Brauchtum: Alpsegen von Sennen
- Text: Sven Broder
«B’hüets Gott!» Alles Gute kommt von oben, trichtern Sennen mit dem Alpsegen denen im Tal ein. Auch Mina Inauen beherrscht den Betruf.
Wenn Mina Inauen (61) zur Abenddämmerung den hölzernen Milchtrichter vom Nagel nimmt und draussen auf der Wiese ihre sonore Stimme zum Alpsegen erhebt, dann zieht sich ein magischer Kreis um die Alp am Sämtisersee am Fuss des Alpsteins auf 1200 Meter über Meer. Ein Schutzbann, der alles Böse abwehrt und die lichten Kräfte herbeiruft, damit sie Wache halten für die Nacht: Gott und Maria. Den heiligen Antoni, Beschützer des Borstenviehs. Sebastian, Bewahrer vor Seuche und Krankheit. Moritz, den hiesigen Landespatron. So will es die Tradition. Und so will es Mina Inauens Glaube.
Man hört sie nicht mehr oft, die Betrufe der Sennen in den katho-lischen Berggebieten der Schweiz, Frauenstimmen schon gar nicht. Aber ausser ihr tue es hier oben eben niemand mehr, sagt sie. Und: «Ich kann als Frau beten wie ein Mann. Warum sollte ich nicht auch den Alpsegen rufen können wie ein Mann?» Gefragt, was die anderen Älpler davon halten, hat sie nie. «Wer weit fragt, wird nur weit herumgewiesen.» Und schliesslich hat sie es schon in jungen Jahren getan. Damals, als sie als 13-jähriges Mädchen dem Vater zur Hand ging, wie sie heute ihrem Mann hier oben hilft, den Rahm zum Schmalz rührte und dann – vom fremden Milchkontrolleur eines Nachmittags in die Kunst des Betrufs eingeweiht – an einem Sommerabend zum ersten Mal das «Ave Maria» an die Felsen warf: Vier Töne nur, aber sie fuhren Mina Inauen tief ins Mark.
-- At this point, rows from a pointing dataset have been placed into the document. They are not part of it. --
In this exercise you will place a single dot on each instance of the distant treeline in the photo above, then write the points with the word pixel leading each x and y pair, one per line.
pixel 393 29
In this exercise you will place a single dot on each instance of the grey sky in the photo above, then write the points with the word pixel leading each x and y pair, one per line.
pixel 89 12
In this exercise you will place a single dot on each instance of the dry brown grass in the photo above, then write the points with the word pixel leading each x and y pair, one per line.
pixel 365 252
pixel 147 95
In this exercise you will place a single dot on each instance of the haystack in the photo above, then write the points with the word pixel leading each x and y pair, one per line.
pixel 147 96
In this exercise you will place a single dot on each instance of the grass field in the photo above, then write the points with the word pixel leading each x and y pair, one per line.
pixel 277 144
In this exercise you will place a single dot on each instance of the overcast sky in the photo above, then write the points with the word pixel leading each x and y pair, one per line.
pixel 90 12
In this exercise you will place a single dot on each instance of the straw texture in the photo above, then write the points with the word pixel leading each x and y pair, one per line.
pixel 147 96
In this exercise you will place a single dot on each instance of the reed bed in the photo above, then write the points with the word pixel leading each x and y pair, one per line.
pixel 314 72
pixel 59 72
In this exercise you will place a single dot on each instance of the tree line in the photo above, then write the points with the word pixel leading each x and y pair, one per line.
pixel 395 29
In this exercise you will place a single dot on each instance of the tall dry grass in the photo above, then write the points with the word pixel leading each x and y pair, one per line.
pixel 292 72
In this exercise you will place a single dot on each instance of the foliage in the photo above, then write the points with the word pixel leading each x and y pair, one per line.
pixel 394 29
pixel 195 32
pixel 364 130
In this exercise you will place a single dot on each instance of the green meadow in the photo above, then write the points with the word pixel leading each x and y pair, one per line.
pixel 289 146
Seit zwölf Jahren ist sie wieder Teilzeitsennin aus Leidenschaft. Wenn sie nicht auf der Alp ist bei ihrem Mann, unterweist sie die Dorfkinder im Tal in Hauswirtschaft und textilem Werken. Oder hilft auf dem Hof ihres Sohns. Oder schaut zu den Enkeln. Unten ist immer was zu erledigen. Auf der Alp aber, sagt sie: «Das ist pure Erholung.» Deshalb geht sie während des 13-wöchigen Alpsommers jeden freien Tag hinauf, lässt den «Alltagsplonder» hinter sich und ruft gegen 20 Uhr den Alpsegen. Ob sie denn auch glaube, was sie da singe? «Sicher», sagt sie. «Nüt isch efach so!» Und deshalb hängt auch in ihrem Heimetli in Appenzell an der Haustür eine Schale mit geweihtem Wasser, um die Finger zu tunken und das Kreuz zu schlagen, wenn man das Haus verlässt, damit Gott und die Heiligen die Hand über einen halten.
Mina Inauens tiefe Religiosität hat was Rührendes. Etwas rührend Naturverbundenes und damit auch ganz Unzimperliches: Vor der Tür, an den Stangen, wo die Hausfrau sonst den Teppich ausklopft, hängt ein Kaninchen, aufgehängt an den Hinterläufen, der Nachbar zieht ihm gerade das Fell ab. Ein Jammer, müsste man meinen. Trocken meint Mina Inauen: «Das muess ebe au sy.» Kein Grund jedenfalls, deswegen den Heiligen Sebastian anzurufen.
Der Film
In den katholischen Berggebieten der Schweiz ist der Betruf eine jahrhundertealte Tradition. Regisseur Bruno Moll gibt im Dokumentarfilm «Alpsegen» Einblicke in den Alltag von fünf Älplern, darunter auch Mina Inauen, die den Betruf heute noch praktizieren.